Monday, June 10, 2013

Saint Columba and Modern Mortgages/Monasticism

Yesterday was the feast day of Saint Columba.  It's interesting to think about this saint, both a monastic and a traveler, in this time when I'm going through so much effort to get a new house and to sink down serious roots in South Florida.

Saint Columba is one of the great early Irish Christians, whom some would give credit for spreading Christianity to Scotland. He also helped spread literacy and founded a school for missionaries. He's one of the great monastics.
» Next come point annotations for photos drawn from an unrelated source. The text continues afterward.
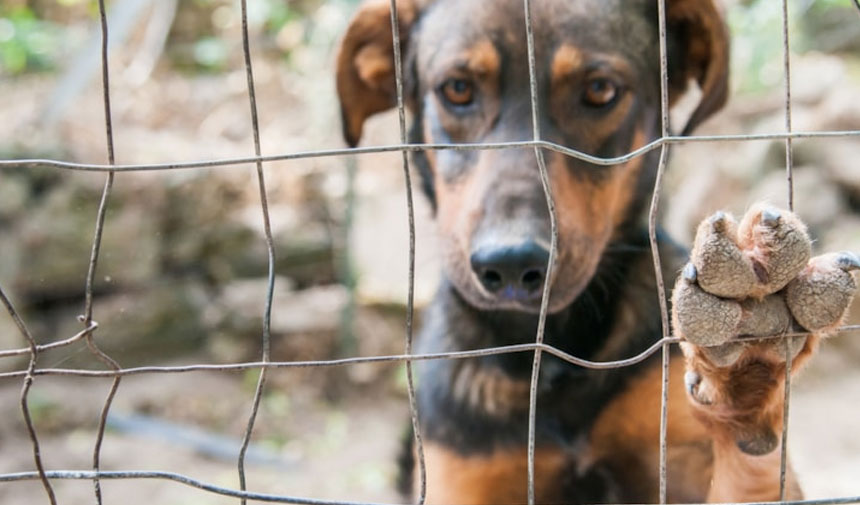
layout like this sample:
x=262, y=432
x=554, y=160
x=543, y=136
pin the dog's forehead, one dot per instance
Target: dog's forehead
x=623, y=27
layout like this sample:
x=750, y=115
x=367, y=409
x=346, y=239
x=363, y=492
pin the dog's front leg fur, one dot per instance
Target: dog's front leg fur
x=753, y=279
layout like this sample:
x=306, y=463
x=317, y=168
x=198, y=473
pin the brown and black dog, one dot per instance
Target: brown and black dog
x=597, y=61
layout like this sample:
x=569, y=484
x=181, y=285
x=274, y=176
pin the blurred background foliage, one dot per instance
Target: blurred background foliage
x=182, y=271
x=37, y=34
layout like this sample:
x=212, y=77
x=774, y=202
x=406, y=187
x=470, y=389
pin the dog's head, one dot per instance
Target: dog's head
x=466, y=80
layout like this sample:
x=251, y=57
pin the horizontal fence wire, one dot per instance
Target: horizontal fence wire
x=116, y=372
x=415, y=147
x=477, y=353
x=272, y=498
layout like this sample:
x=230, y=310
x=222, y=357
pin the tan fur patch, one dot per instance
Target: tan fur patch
x=497, y=478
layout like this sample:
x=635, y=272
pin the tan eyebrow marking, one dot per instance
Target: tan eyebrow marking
x=567, y=59
x=483, y=58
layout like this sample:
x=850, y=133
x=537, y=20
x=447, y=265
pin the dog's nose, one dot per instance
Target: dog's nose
x=514, y=272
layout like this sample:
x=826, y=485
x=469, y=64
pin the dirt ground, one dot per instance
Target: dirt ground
x=323, y=434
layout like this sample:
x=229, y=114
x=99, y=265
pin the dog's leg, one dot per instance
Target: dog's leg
x=753, y=279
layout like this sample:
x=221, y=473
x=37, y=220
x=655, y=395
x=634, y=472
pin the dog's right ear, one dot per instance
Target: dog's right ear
x=365, y=63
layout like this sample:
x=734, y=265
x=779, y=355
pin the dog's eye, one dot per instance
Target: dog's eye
x=599, y=92
x=459, y=92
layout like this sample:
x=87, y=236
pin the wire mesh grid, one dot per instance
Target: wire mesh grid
x=115, y=372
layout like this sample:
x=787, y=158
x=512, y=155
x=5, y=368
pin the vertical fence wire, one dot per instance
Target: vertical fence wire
x=25, y=391
x=87, y=317
x=90, y=325
x=545, y=295
x=655, y=248
x=410, y=296
x=270, y=250
x=786, y=57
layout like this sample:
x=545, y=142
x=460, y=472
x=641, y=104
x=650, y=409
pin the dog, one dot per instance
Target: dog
x=466, y=80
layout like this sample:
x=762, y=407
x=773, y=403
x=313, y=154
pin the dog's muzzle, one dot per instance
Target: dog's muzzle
x=511, y=272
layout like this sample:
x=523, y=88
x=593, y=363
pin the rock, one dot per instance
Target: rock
x=838, y=159
x=817, y=201
x=50, y=248
x=137, y=327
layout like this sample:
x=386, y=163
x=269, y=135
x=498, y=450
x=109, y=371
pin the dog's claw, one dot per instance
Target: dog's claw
x=718, y=221
x=848, y=261
x=690, y=273
x=770, y=217
x=691, y=380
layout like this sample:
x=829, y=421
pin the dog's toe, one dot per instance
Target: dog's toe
x=820, y=295
x=722, y=268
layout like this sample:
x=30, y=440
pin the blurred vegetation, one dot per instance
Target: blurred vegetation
x=27, y=43
x=35, y=34
x=831, y=26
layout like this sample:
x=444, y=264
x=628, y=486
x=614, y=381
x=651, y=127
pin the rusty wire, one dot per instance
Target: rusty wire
x=789, y=176
x=87, y=317
x=538, y=347
x=270, y=252
x=553, y=251
x=410, y=296
x=665, y=128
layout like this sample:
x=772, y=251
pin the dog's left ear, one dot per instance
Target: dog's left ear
x=365, y=63
x=702, y=42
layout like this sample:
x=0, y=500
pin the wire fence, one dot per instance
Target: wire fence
x=116, y=373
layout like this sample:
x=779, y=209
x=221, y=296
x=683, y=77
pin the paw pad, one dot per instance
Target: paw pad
x=755, y=278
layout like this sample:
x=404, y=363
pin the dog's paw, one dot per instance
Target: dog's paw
x=753, y=279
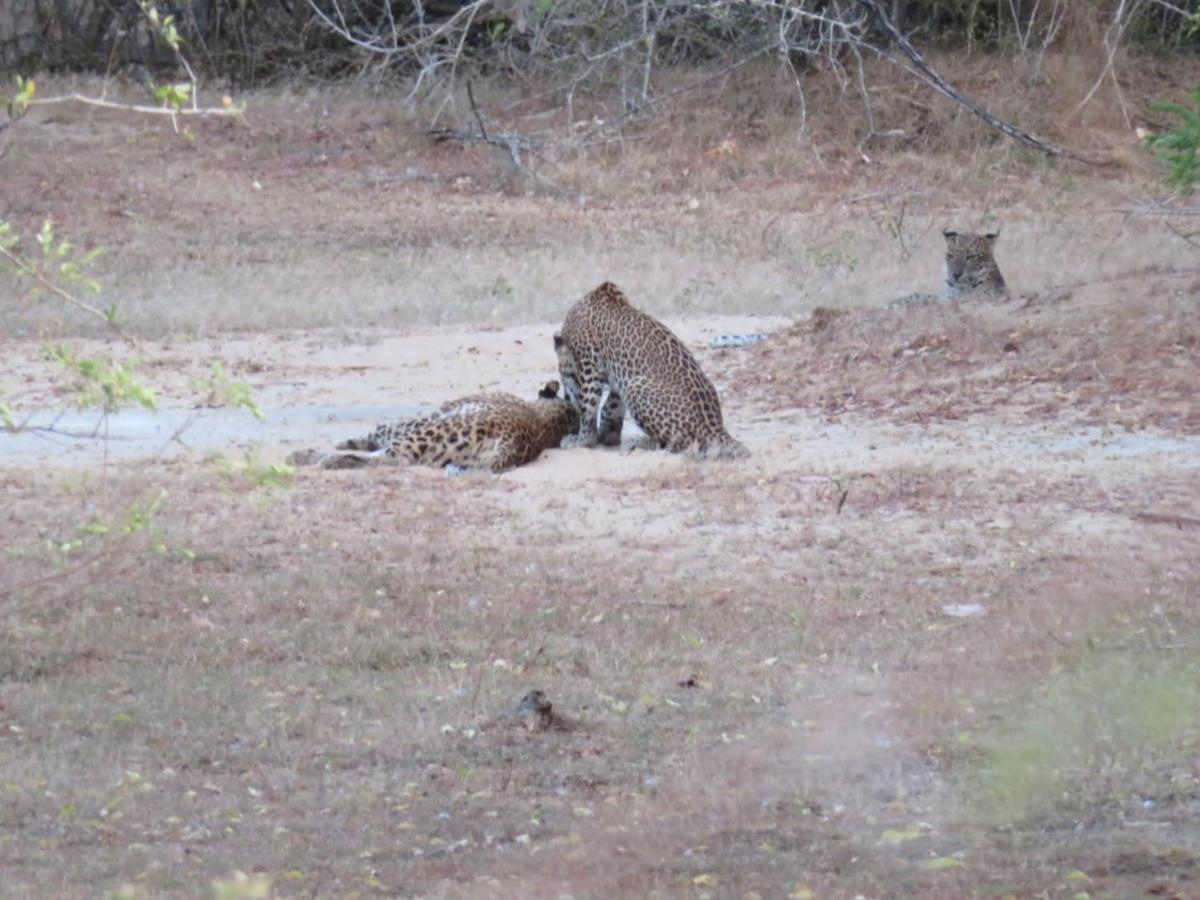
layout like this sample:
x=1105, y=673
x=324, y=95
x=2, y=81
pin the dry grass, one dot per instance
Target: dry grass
x=763, y=689
x=313, y=699
x=1121, y=354
x=330, y=204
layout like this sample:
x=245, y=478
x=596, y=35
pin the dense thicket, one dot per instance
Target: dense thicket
x=250, y=41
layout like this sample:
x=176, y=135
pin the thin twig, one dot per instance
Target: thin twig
x=930, y=76
x=471, y=96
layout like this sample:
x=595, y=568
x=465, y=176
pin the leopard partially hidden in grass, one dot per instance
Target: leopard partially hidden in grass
x=606, y=343
x=484, y=431
x=971, y=271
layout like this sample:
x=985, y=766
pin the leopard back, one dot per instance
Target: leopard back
x=606, y=342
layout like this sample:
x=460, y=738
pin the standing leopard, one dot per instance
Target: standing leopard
x=971, y=270
x=484, y=431
x=605, y=342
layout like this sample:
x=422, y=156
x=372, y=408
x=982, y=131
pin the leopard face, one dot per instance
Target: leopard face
x=971, y=270
x=971, y=263
x=648, y=372
x=484, y=431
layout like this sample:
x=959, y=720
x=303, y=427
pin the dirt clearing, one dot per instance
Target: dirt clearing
x=936, y=637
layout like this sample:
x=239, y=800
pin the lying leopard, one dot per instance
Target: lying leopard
x=485, y=431
x=971, y=270
x=606, y=343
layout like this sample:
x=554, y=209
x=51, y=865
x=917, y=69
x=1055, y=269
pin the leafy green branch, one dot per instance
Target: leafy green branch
x=1180, y=145
x=58, y=268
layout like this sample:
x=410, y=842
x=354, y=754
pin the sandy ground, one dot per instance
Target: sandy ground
x=778, y=663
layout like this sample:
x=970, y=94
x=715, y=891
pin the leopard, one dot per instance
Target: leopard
x=492, y=432
x=971, y=271
x=606, y=343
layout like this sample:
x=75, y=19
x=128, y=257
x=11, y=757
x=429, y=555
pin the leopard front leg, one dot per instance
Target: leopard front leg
x=612, y=419
x=583, y=388
x=588, y=401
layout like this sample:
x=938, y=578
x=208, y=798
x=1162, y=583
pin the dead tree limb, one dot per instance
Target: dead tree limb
x=930, y=76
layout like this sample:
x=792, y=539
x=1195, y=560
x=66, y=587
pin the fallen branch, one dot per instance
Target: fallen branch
x=930, y=76
x=47, y=285
x=234, y=112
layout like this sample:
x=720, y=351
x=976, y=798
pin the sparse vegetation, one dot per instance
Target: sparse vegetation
x=935, y=639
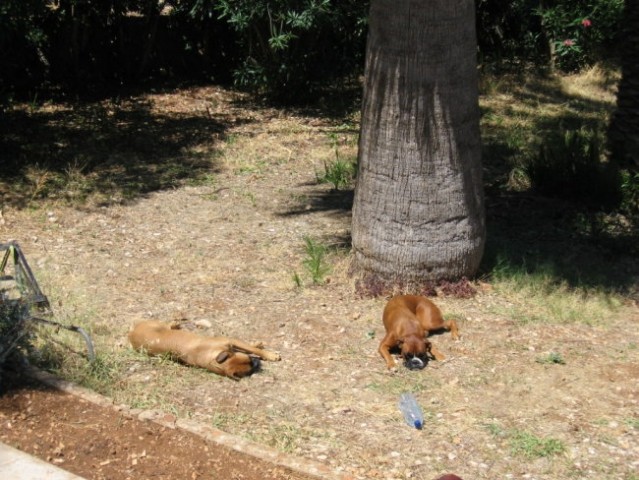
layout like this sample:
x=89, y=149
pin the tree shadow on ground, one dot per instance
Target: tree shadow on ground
x=104, y=152
x=534, y=235
x=527, y=232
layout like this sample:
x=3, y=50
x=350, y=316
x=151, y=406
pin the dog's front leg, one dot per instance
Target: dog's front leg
x=384, y=350
x=437, y=355
x=254, y=350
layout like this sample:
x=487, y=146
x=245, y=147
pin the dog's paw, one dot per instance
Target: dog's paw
x=272, y=357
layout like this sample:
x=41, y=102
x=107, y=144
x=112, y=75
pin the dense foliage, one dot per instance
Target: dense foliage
x=281, y=47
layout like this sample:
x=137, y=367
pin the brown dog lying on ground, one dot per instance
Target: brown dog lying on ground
x=408, y=319
x=224, y=356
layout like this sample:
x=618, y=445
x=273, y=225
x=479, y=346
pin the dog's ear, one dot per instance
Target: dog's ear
x=222, y=357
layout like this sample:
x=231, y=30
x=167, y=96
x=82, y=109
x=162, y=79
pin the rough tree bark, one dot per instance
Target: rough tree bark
x=624, y=128
x=418, y=214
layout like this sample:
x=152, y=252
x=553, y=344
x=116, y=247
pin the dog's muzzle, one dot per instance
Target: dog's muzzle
x=414, y=362
x=255, y=363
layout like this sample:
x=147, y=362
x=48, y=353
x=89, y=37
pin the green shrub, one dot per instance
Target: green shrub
x=287, y=47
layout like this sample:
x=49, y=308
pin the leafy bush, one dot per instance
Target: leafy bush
x=580, y=32
x=288, y=47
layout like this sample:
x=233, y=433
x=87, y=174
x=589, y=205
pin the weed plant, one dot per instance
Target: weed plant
x=315, y=261
x=339, y=173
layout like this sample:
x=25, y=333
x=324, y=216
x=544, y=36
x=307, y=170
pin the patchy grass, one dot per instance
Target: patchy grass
x=223, y=250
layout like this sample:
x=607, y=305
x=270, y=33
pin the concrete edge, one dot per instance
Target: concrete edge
x=210, y=434
x=15, y=463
He's associated with Iona, that thin place in Scotland, a place that remains an important force in Christianity to this day. I could make a good argument that some of the most exciting music and liturgy of our current time period comes to us because Iona exists. Some day, I'll make a pilgrimage there. I should start planning this soon. It would be neat to go with my church musician mom.

As I think about it, I can think of a whole slew of friends who might also like to go. What I love about monasticism is that it isn't as offputting to non-believers and the less devout. For some reason, people just get monasticism, in a way that they can't comprehend other expressions of spirituality. Perhaps it's because monasticism is such an ancient tradition. Perhaps it's because monastics have a sort of discipline, a steel-like strength at the core, that other forms of spirituality lack. Maybe it's a holdover from the Thomas Merton days--and of course, Kathleen Norris made monasticism cool to a whole new generation (including me!). All I know is that when I tell people I'm intrigued by monasticism and that I go to monasteries, people accept that--and often want to go with me. It's a different matter when I tell people that I go to church most Sundays. People want to argue about what a waste of time that is.

But for now, I will not be going on a pilgrimage any time soon.  I figure that the next several years will be tight financially, as we take on a new mortgage.  But my hope is that it will all be worth it in the end. 

I will try to remember the ancient monastics and the value of creating community in the place where one has washed up.  Saint Columba had to leave Ireland because of a dispute with another monk which led to a pitched battle, a literal one, in which many men were killed.  Instead of excommunication, Saint Columba had to serve as a missionary to Scotland.

At that time, Scotland was a fierce and scary place.  But Saint Columba sailed off with his supporters and managed to turn a punishment and exile into something positive.

I am not in a situation that's similar at all.  But buying a new house comes with its own terrors and purgatories.  I will remember Saint Columba this week, as I prepare for what's to come.


Wendy said...

My pastor (friend) is heading back to Iona this summer on her sabbatical (she went on pilgrimage for her 50th birthday). I would love to go some day. I got to know the Celtic saints through the Northumbrian community prayer book (Celtic Daily Prayer), and then discovered the connections to early Medieval English literature (Bede!), and then found a church that celebrated such things and learned about Iona. Fascinating!

Anonymous said...

Don't forget--Christianity bills itself as counter-cultural and monasticism is an "outward and visible sign" of this. What could be more counter to our sexladen, consumer driven,frenzied, and technology ridden lifestyle than this?

Kristin said...

Thank you both for reading and commenting. Wendy, I find your journey towards Celtic Christianity intriguing. I'd love to know more about how your church celebrates with Celtic elements--and how fascinating that your pastor heads off to Iona for celebration and sabbatical.

Yes, Anon., Christianity in its better forms is quite counter-cultural--hurrah for that!